Nevada lawmakers are technically only in session for 120 days in odd-numbered years, but the state’s part-time legislators end up working something close to a full-time schedule through the vast amount of interim committees and studies that happen between sessions.
Clearing up that interim work schedule — the last interim period saw 21 statutory committees, 7 study committees and 41 non-legislative committees — is the point of AB443, which was heard for the first time last week in the Assembly Committee on Legislative Operations and Elections (the measure was exempted from legislative deadlines).
Assemblyman Steve Yeager (D-Las Vegas) presented the bill, saying it was designed to address the “conceptual inefficiency” of the interim legislative process and end the issue of appointing lawmakers to highly technical committees despite having “little or no knowledge of the topics that are being studied.”
“We spend so much time and money jumping into these complex policy issues, and conceptual matters during the interim, we vet the solutions thoroughly before the committees to send them to the session,” he said. “However, these bills are often sent to committees whose members were not there for the discussion. The system is at best inefficient. At worst, it really does relegate some exceptional policy solutions to the legislative graveyard.”
The bill repeals nearly a dozen interim study committees — covering a wide swath of topics from criminal justice information sharing to high-level radioactive waste — and instead transfers all the responsibilities to nine newly formed Joint Interim Standing Committees, based on the committees that meet during the normal, 120-day session.
Those interim committees would be composed of eight lawmakers each, with five alternates. Leadership of each legislative caucus would be charged with making the appointments — five Assembly members and three senators in each committee.
The bill would also require that at least five of the committee members appointed served on the corresponding committee during the regular session, and would terminate members who either don’t run for re-election or are defeated in their reelection bids.

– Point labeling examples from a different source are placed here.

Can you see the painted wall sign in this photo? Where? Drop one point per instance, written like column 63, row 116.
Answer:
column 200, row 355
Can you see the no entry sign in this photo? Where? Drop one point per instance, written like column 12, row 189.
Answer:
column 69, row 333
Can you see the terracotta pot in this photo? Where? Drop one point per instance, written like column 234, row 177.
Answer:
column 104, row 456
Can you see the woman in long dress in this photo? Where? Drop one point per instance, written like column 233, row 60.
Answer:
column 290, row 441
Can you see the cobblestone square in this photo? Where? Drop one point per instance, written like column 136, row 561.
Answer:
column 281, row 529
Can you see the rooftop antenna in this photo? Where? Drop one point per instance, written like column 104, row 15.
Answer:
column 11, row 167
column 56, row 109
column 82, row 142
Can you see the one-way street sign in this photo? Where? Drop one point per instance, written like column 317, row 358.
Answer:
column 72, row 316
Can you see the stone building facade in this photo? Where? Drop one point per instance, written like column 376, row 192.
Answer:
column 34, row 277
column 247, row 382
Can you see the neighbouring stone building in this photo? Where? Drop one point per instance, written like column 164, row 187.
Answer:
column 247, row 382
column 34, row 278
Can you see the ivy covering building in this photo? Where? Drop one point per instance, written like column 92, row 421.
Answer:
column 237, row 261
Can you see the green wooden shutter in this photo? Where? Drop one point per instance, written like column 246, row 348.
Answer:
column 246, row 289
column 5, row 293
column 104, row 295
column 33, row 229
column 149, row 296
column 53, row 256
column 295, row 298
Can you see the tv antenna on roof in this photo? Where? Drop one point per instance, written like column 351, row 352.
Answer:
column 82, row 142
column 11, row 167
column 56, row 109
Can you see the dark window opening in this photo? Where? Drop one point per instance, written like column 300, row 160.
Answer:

The legislation wouldn’t affect the Interim Finance Committee, Legislative Commission, Economic Forum and any affiliated subcommittees. Yeager also said he was torn on whether to toss the state’s Advisory Committee on the Administration of Justice into the scrap heap as well.
No one testified against the bill during its hearing last week, but the concept has drawn partisan battle lines in the past. A similar concept was passed out of the Legislature in 2011 on largely party-line votes, but never took effect after then-Gov. Brian Sandoval unleashed the veto pen over concerns that it would move the state “precipitously close” to annual sessions.
The concept emerged again in 2017, but died before coming up for a floor vote before the full Senate.
Supporters of the bill, including Assembly Speaker Jason Frierson, said they would expect the change to both cut down on the dozens of end-of-session appointments to “random interim committees,” as well as more efficiently use staff time rather than spreading them thin across a wide variety of committees.
Helen Foley, a longtime lobbyist and former legislator, said the system proposed in AB443 “makes so much more sense than what we currently have.”
“It's been very frustrating to see interim committees where you put your heart and soul into something, and then when you get to the legislative session, everyone has moved on to something else, or they're on different committees, and they don't have the dedication and passion to the issue,” she said.